Evo Japan 2019 Doa6 GirlsModel gravitasi yang memperagakan fisika dari Dead or Alive 6

MaxGame – Ajang tahunan untuk game fighting yang saat ini sedang diselenggarakan di Jepang harus menuai kritik hingga streaming, dan semua itu terkait konten promosi yang dikeluarkan dari salah satu game fighting yang memang terkenal dengan layanan penggemar, Mati atau Hidup 6.

Namun pertama-tama, untuk perkenalan bagi yang tidak mengetahuinya, Evolusi atau EVO, adalah ajang tahunan untuk berbagai pertarungan permainan yang biasa diadakan di Las Vegas, namun kini juga tersedia di Jepang. Dan untuk ajang tersebut, merupakan hal yang biasa bagi para penerbit / pengembang untuk memamerkan demo dari produk yang akan datang. Namun, kompilasi Dead atau Alive 6 muncul untuk disetujui, hal yang berbeda terjadi dan diselesaikan dikritik oleh sebagian orang.

Lalu suka apakah konten yang membuat streaming dari EVO Jepang ditarik? Dapat dilihat di bawah ini:

Pada klip di atas, kita dapat melihat dan mendengarkan jika MC dari acara itu memainkan kamera dengan memutar kamera ke sudut tertentu dan memberhentikan videonya membuat gerakan yang dilakukan oleh Bass yang terlihat vulgar.

Presentasi masih berlanjut, dan kemudian kita dapat melihat ada dua orang gadis yang mengenakan baju yang terbuka dan memperagakan fisika langsung untuk dada yang terkenal di seri Mati atau Alive di hadapan para penonton.

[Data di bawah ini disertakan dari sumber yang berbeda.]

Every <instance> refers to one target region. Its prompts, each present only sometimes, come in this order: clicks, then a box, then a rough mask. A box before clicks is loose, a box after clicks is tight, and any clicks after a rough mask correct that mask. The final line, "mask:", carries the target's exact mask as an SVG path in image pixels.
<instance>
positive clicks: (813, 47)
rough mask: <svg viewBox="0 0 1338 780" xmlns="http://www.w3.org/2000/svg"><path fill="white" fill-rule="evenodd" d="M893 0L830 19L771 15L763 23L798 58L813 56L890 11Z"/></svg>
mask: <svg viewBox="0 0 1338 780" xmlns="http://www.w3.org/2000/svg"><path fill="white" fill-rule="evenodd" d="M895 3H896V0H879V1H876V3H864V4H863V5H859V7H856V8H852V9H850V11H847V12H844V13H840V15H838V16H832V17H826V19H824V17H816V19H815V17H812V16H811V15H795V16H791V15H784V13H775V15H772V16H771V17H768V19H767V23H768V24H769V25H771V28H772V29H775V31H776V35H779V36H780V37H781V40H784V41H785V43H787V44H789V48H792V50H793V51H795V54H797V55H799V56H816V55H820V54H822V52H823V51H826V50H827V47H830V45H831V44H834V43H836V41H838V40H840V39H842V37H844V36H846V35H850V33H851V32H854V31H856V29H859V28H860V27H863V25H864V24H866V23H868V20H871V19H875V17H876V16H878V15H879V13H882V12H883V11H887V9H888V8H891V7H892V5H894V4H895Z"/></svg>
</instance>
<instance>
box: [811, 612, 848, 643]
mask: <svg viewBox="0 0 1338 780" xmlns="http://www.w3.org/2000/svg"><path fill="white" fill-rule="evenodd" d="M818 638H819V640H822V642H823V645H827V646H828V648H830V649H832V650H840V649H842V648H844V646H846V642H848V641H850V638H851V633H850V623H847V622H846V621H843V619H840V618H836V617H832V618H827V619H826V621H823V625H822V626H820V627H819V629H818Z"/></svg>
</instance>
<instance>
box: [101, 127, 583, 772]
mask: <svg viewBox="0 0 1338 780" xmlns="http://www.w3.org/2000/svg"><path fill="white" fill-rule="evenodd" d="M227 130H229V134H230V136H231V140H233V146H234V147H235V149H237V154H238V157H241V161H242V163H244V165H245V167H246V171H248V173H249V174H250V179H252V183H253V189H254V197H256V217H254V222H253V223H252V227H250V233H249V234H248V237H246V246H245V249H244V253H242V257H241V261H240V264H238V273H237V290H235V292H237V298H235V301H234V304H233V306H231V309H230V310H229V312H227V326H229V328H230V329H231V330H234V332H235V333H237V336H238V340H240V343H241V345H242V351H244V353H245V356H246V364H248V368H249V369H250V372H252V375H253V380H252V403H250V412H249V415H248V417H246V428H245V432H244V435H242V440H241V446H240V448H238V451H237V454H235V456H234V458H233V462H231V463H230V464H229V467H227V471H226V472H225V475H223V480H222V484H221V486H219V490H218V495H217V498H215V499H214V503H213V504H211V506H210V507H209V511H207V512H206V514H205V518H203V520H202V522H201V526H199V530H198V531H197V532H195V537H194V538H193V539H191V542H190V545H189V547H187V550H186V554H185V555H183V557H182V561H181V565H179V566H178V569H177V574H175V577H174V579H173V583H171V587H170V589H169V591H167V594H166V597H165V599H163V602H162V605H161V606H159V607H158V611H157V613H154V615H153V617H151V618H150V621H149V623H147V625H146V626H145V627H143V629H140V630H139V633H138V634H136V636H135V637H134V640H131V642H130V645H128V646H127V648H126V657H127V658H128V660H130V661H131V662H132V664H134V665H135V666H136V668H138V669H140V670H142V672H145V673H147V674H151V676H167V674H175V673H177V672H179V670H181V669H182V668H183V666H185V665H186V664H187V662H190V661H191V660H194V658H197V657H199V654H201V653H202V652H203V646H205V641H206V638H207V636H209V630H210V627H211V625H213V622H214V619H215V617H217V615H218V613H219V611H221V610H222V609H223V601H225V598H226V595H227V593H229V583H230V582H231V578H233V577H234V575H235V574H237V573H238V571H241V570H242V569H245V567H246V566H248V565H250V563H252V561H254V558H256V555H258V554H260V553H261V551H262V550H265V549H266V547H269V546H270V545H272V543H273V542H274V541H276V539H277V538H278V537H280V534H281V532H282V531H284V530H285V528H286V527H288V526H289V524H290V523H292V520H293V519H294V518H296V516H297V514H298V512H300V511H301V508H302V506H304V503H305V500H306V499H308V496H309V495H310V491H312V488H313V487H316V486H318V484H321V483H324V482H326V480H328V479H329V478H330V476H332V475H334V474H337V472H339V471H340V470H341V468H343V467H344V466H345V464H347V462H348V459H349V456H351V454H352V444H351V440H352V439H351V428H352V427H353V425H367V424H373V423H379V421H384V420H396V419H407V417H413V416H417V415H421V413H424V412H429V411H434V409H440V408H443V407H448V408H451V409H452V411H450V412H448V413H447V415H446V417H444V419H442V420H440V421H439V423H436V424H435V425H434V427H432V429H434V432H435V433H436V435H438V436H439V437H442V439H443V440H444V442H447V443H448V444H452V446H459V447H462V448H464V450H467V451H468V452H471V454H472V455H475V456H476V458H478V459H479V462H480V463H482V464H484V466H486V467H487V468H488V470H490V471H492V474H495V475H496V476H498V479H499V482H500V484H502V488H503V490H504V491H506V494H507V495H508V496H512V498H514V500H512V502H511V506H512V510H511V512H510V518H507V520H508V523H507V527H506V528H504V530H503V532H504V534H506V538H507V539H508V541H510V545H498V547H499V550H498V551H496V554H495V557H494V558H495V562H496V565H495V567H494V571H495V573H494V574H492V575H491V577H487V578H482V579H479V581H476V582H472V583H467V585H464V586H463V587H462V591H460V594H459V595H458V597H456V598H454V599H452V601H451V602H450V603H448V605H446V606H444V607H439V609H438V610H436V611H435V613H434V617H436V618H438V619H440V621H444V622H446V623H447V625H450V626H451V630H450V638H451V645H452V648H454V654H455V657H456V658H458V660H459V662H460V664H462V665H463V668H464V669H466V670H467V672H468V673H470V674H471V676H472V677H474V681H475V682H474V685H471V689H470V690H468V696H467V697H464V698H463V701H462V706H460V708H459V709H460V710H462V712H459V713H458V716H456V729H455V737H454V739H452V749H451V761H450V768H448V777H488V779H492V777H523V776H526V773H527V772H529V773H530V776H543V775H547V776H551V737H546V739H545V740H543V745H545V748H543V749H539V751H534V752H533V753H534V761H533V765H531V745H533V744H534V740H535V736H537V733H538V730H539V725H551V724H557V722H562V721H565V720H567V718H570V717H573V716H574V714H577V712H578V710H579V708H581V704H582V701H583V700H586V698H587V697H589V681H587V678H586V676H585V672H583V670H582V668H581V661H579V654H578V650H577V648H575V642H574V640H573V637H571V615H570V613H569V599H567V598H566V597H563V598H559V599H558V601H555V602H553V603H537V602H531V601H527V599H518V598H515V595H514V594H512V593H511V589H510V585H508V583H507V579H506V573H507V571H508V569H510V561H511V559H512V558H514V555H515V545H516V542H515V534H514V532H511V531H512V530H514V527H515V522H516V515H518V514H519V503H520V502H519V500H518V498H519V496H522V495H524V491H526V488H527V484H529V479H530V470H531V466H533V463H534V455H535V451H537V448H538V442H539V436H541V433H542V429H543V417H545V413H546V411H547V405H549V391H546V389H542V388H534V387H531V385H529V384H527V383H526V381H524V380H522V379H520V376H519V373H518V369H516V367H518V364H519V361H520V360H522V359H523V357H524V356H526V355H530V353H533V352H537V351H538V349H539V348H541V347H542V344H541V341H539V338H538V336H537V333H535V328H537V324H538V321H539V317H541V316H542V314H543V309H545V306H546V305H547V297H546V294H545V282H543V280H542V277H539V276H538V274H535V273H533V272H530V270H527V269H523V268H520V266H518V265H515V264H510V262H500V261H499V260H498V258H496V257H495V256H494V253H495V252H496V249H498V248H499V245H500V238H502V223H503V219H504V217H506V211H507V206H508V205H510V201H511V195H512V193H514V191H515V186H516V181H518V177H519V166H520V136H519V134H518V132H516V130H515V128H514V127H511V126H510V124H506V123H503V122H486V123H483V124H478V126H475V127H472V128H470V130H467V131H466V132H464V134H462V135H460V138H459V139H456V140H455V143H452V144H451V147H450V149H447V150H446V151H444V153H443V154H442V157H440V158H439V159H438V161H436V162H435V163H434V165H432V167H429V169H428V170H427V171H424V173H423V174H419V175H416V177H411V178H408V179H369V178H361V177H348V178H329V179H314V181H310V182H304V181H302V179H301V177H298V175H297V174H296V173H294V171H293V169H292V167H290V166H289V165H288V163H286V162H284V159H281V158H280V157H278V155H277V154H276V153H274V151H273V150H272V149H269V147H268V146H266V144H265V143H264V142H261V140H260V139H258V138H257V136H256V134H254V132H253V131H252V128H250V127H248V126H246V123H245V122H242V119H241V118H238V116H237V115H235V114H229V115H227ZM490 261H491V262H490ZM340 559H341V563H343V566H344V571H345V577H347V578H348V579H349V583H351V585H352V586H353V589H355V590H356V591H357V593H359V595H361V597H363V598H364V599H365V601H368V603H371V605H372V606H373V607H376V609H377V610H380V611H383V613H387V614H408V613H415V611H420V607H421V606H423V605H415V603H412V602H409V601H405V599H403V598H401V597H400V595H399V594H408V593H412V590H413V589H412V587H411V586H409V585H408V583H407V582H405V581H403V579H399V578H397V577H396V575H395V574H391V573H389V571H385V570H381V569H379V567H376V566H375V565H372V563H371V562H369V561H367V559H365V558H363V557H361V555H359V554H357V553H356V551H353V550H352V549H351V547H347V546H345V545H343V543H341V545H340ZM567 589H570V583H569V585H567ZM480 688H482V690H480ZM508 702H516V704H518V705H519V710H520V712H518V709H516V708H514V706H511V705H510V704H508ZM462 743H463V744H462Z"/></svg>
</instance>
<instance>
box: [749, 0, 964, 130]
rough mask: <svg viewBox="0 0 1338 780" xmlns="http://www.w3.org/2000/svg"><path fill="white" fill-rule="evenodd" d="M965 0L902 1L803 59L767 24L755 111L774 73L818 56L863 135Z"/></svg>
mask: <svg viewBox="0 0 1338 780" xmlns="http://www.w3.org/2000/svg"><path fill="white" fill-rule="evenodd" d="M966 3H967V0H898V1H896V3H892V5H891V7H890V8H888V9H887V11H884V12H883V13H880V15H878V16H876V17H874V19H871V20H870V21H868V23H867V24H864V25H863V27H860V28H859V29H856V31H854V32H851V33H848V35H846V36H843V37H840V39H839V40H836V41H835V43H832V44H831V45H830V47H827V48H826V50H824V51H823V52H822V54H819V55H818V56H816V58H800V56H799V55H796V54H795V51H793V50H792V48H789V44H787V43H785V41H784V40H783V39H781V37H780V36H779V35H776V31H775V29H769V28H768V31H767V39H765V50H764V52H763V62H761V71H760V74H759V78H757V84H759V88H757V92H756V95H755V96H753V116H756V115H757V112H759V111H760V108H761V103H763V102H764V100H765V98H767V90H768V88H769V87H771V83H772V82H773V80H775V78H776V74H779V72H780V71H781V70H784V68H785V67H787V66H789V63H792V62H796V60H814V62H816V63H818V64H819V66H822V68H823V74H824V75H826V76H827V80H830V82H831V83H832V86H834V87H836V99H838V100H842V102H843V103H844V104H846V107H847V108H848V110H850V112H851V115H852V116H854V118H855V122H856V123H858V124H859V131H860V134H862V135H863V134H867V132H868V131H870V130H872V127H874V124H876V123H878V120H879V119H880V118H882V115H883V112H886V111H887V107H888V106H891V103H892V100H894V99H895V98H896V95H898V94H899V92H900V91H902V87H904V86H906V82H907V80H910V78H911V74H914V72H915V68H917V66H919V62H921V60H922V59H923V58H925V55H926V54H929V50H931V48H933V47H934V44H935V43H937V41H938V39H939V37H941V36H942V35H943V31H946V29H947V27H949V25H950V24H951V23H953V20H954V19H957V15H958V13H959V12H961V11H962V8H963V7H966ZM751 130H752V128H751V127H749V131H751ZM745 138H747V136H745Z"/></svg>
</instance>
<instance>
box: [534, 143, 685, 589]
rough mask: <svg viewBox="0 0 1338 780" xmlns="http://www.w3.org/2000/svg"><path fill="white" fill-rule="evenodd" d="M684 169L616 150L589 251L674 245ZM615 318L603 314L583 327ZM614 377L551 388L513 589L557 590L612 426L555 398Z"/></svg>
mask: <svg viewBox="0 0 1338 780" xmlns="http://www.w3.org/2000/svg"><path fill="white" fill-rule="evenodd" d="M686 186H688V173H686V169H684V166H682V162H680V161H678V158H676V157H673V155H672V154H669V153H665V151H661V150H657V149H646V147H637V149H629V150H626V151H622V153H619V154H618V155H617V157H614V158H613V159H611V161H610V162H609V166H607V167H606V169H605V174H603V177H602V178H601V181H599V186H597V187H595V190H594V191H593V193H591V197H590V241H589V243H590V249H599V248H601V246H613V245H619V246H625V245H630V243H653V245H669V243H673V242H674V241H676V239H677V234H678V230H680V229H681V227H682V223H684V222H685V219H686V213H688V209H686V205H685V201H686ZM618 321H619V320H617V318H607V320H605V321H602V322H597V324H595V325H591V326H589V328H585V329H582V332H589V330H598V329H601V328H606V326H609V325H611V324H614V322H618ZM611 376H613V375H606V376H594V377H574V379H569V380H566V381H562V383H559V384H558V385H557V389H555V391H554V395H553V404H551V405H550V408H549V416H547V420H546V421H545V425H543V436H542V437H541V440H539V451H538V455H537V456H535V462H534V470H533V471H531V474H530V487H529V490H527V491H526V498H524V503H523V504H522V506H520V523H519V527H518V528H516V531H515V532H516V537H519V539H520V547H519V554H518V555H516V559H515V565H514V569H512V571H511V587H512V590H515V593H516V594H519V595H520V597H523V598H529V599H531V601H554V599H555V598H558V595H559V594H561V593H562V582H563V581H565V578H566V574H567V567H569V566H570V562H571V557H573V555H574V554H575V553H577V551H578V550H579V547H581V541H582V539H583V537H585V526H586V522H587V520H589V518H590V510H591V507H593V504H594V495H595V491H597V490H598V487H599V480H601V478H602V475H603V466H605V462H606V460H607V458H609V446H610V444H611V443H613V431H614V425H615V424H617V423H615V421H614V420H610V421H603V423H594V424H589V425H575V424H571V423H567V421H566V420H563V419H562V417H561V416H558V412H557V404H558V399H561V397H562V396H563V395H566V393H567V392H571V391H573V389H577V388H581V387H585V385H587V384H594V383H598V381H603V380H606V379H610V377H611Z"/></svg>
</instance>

Masih belum habis, model gravure yang memperagakan kembali beraksi lagi dengan posenya yang khas.

Akibat tiga hal tersebut, Direktur EVO, Joey Cuellar, mengatakan langsung pada akun Twitternya (yang sekarang telah dikembalikan) karena ia harus memutuskan aliran karena ia mempertimbangkan apa yang disetujui itu tidak sesuai dengan nilai inti dari EVO. Dan ia meminta maaf kepada para fansnya.

Tentu saja cuitan itu setuju dengan reaksi pro dan kontra. Di satu sisi ada yang memutuskan keputusan yang diambil Joey, dan di sisi lain ada yang mengkritik keputusannya karena ia mempertimbangkan melakukan sensor yang sesuai dengan pandangannya sendiri.

Banyak yang berargumen tentang keputusan sensor itu tidak adil karena kompilasi Mortal Kombat menampilkan konten sadis di mana kita dapat melihat tengkorak yang dihancurkan dan juga darah yang berceceran di mana-mana, orang-orang diam saja mungkin tidak ada masalah. Namun kompilasi sedikit seksi berhasil, hal sebaliknya langsung terjadi, orang-orang rame memprotes hal tersebut.

Hingga saat ini masih belum ada tanggapan dari pihak Tim Ninja atau Koei Tecmo terkait dengan pemutusan aliran yang dilakukan oleh pihak penyelenggara EVO itu.

[Reddit]

Be the first to comment

Leave a Reply

Your email address will not be published.